CPT code 21365 is for the open treatment of a complex malar fracture, involving surgical intervention to repair the cheekbone.
CPT code 21365 is for the open treatment of a complex malar (cheekbone) fracture. This involves surgically exposing the fracture site to properly align and fix the broken bones in the cheek area.
When billing for CPT code 21365 (Open treatment of complicated malar fracture), the following modifiers may be applicable:
1. Modifier 22 - Increased Procedural Services: Use this modifier if the procedure required significantly more work than typically required. This could be due to the complexity of the fracture or patient-specific factors.
2. Modifier 51 - Multiple Procedures: If multiple procedures were performed during the same surgical session, this modifier should be appended to indicate that more than one procedure was carried out.
3. Modifier 52 - Reduced Services: If the procedure was partially reduced or eliminated at the physician's discretion, this modifier should be used.
4. Modifier 58 - Staged or Related Procedure or Service by the Same Physician During the Postoperative Period: Use this modifier if the procedure was planned or anticipated (staged) or was more extensive than the original procedure.
5. Modifier 59 - Distinct Procedural Service: This modifier is used to indicate that a procedure or service was distinct or independent from other services performed on the same day.
6. Modifier 62 - Two Surgeons: If two surgeons worked together as primary surgeons performing distinct parts of the procedure, this modifier should be used.

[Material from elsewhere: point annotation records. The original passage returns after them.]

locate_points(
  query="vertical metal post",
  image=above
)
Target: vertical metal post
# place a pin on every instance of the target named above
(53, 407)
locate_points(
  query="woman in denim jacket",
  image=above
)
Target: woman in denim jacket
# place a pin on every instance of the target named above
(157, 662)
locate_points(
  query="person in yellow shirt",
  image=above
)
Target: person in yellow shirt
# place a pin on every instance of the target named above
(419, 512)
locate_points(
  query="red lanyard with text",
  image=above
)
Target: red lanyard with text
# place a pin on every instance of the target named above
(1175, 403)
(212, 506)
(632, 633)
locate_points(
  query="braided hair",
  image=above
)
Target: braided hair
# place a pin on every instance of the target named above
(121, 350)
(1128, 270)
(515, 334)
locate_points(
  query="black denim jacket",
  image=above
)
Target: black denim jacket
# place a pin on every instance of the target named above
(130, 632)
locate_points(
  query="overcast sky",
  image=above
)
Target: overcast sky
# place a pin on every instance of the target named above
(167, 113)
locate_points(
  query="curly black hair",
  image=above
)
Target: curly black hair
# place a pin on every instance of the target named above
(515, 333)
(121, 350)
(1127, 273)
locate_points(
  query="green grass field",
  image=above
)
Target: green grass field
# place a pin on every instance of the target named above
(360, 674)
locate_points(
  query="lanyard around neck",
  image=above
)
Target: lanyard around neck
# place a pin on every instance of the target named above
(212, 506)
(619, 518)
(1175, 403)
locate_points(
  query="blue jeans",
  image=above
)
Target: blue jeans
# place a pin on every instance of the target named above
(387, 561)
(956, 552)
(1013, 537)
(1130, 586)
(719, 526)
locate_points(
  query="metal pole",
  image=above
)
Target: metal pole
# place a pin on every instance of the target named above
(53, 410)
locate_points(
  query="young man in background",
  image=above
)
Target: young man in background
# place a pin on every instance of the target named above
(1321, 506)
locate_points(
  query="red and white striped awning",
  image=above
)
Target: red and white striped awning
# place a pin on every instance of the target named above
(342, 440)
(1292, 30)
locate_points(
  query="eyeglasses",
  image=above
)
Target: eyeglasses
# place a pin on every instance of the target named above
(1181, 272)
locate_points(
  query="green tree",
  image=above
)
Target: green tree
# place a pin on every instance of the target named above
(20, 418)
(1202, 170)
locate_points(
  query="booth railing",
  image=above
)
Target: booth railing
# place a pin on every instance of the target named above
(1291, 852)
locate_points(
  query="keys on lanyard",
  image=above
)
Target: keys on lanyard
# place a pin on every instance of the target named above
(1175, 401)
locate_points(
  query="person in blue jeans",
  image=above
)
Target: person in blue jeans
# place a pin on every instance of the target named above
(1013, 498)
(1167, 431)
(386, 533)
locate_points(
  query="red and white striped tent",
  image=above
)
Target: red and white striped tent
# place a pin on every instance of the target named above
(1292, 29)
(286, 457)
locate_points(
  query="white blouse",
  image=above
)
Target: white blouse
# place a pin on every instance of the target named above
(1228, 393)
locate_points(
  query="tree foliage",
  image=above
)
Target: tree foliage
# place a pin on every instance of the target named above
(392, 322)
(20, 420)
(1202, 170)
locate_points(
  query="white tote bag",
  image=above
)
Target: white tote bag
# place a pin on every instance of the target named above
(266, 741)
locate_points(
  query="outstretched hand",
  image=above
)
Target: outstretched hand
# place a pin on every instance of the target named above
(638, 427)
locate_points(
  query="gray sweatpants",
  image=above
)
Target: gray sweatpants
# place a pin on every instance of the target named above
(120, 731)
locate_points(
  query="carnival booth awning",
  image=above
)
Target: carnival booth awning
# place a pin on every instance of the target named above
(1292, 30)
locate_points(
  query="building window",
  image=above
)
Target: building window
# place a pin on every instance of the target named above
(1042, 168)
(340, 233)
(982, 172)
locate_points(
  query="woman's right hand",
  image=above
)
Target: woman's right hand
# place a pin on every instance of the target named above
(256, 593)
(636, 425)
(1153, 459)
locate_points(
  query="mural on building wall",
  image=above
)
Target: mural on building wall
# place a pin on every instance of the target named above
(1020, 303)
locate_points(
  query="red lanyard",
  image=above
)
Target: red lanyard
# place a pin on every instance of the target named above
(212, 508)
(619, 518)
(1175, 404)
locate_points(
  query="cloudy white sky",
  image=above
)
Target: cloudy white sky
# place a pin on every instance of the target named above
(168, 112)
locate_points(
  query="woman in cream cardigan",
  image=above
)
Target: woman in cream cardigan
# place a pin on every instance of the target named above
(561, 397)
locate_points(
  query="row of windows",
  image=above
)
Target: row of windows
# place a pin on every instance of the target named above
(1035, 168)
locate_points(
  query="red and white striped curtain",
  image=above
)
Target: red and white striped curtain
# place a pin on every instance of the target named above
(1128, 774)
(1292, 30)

7. Modifier 76 - Repeat Procedure or Service by Same Physician: If the same procedure was repeated by the same physician, this modifier should be appended.
8. Modifier 77 - Repeat Procedure by Another Physician: If the procedure was repeated by a different physician, this modifier should be used.
9. Modifier 78 - Unplanned Return to the Operating/Procedure Room by the Same Physician Following Initial Procedure for a Related Procedure During the Postoperative Period: This modifier is used if the patient required an unplanned return to the operating room for a related procedure.
10. Modifier 79 - Unrelated Procedure or Service by the Same Physician During the Postoperative Period: Use this modifier if an unrelated procedure was performed by the same physician during the postoperative period.
11. Modifier 80 - Assistant Surgeon: If an assistant surgeon was required during the procedure, this modifier should be appended.
12. Modifier 81 - Minimum Assistant Surgeon: Use this modifier if a minimum assistant surgeon was required.
13. Modifier 82 - Assistant Surgeon (when qualified resident surgeon not available): This modifier is used when an assistant surgeon is necessary because a qualified resident surgeon is not available.
14. Modifier AS - Physician Assistant, Nurse Practitioner, or Clinical Nurse Specialist services for assistant at surgery: This modifier is used when these non-physician practitioners assist in the surgery.
Each modifier serves a specific purpose and should be used accurately to ensure proper billing and reimbursement. Always refer to the latest coding guidelines and payer-specific requirements when applying modifiers.
Medicare reimbursement for CPT code 21365, which refers to the open treatment of a complex malar (cheekbone) fracture, depends on several factors including the specific Medicare plan, the geographic location of the service, and whether the procedure is deemed medically necessary. Generally, Medicare Part B covers medically necessary surgical procedures, and CPT code 21365 would typically fall under this category.
As of the latest available data, the national average reimbursement rate for CPT code 21365 under Medicare is approximately $1,200. However, this amount can vary based on the Medicare Physician Fee Schedule (MPFS) and regional adjustments. Providers should verify the exact reimbursement rate through the Medicare Administrative Contractor (MAC) for their specific region and ensure that all documentation supports the medical necessity of the procedure to facilitate proper reimbursement.
For the most accurate and up-to-date information, healthcare providers should consult the latest MPFS and their local MAC.